Brms GAM intercept too low


I’m using brms to fit a GAM with 8 covariates, only one smooth term, and all seems well and good in terms of model performance. But when I plot the resulting smooth term together with my raw data the intercept seems to sometimes (not always!) be too low; see the attached image where the purple lines (model) are very low relative to the points which are binned averages of raw data.

It’s a mixed effects model where there’s a lot of dispersion, and it’s all positive data that is being modelled with a lognormal family.

brms call, simplified and in generic terms:
tmp.mod ← brm(formula = value ~ s(x1, bs = ‘tp’) + x2 + x3 + (1 | Area),
data = dat, family = lognormal(),
warmup = 1000, iter = 4000, chains = 4, cores = 4,
prior = tmp.priors,
control = list(adapt_delta = 0.99, max_treedepth = 12))

priors (not sure if they matter in this case):
tmp.priors ← c(set_prior(‘normal(0, 0.5)’, class = ‘b’),
set_prior(‘normal(-3, 2.5)’, class = ‘Intercept’),
set_prior(‘normal(0.5, 0.15)’, class = ‘sigma’))

It doesn’t matter whether calling conditional_effects or extracting the outcome using epred_draws, when holding x2 and x3 at their mean, and re_formula = NA. I’ve tried using the formula above as well as including “0 + Intercept” before the other terms.

Is there anyone knows why this is, and whether I’m simply ignorant of something that makes this behaviour explainable/logical or whether there’s something going wrong?

Let me know if I can provide additional information (I’m not allowed to share/upload the data)!

R version 4.2.2
brms 2.20.4
rstan 2.32.3

can you show us your plotting code?

Hi and thanks for the quick reply!
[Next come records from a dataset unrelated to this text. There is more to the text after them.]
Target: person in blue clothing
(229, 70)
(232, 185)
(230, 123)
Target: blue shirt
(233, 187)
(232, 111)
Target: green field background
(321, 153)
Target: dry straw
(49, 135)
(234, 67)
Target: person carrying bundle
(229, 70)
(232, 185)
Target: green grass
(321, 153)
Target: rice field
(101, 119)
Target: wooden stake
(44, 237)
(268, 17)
Did not expect such a quick one so haven’t checked on the topic until today, but will check in more often from now :)

Yes, of course. In the image in the original post, each colored line is a separate model. So to plot the smooth of (for example) the purple line model, the simplest is just:
conditional_smooths(tmp.mod, effects = ‘x1’)

With the epred_draws function I’ve tried putting the co-variates at both their mean and median level and that only makes a minor difference, i.e. does not solve the problem.
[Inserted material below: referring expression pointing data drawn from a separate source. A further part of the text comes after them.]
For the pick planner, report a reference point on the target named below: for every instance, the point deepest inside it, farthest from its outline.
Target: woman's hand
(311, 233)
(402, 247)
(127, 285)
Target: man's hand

tmp.dat <- bind_cols(lapply(tmp.dat[, c('x2', 'x3')], mean))
tmp.dat$Area <- dat$Area[1]
tmp.dat <- expand_grid(x1 = 1:55, tmp.dat)
tmp.dat <- epred_draws(tmp.mod, newdata = tmp.dat, re_formula = NA, scale = 'response')
tmp.dat <- bind_rows(lapply(1:55, function(x){
    quantile(as.vector(unlist(tmp.dat[tmp.dat$x1 == x, '.epred'])), probs = c(0.025, 0.05, 0.075, 0.5, 0.925, 0.95, 0.975))
colnames(tmp.dat) <- c('lwr95', 'lwr90', 'lwr85', 'avg', 'upr85', 'upr90', 'upr95')

tmp.dat %>% ggplot(aes(x = tSinceCC, y = avg)) + 
     geom_line() + 
     geom_ribbon(fill = NA, linetype = 'dashed', aes(ymin = lwr90, ymax = upr90))

Thankful for any suggestions/ideas! :)

Apparently I cannot edit once more, but I’ve noticed a typo in the code I pasted here. The first row should be:

tmp.dat <- bind_cols(lapply(dat[, c('x2', 'x3')], mean))

It was a typo in my post, not in the original code (I’ve double checked!).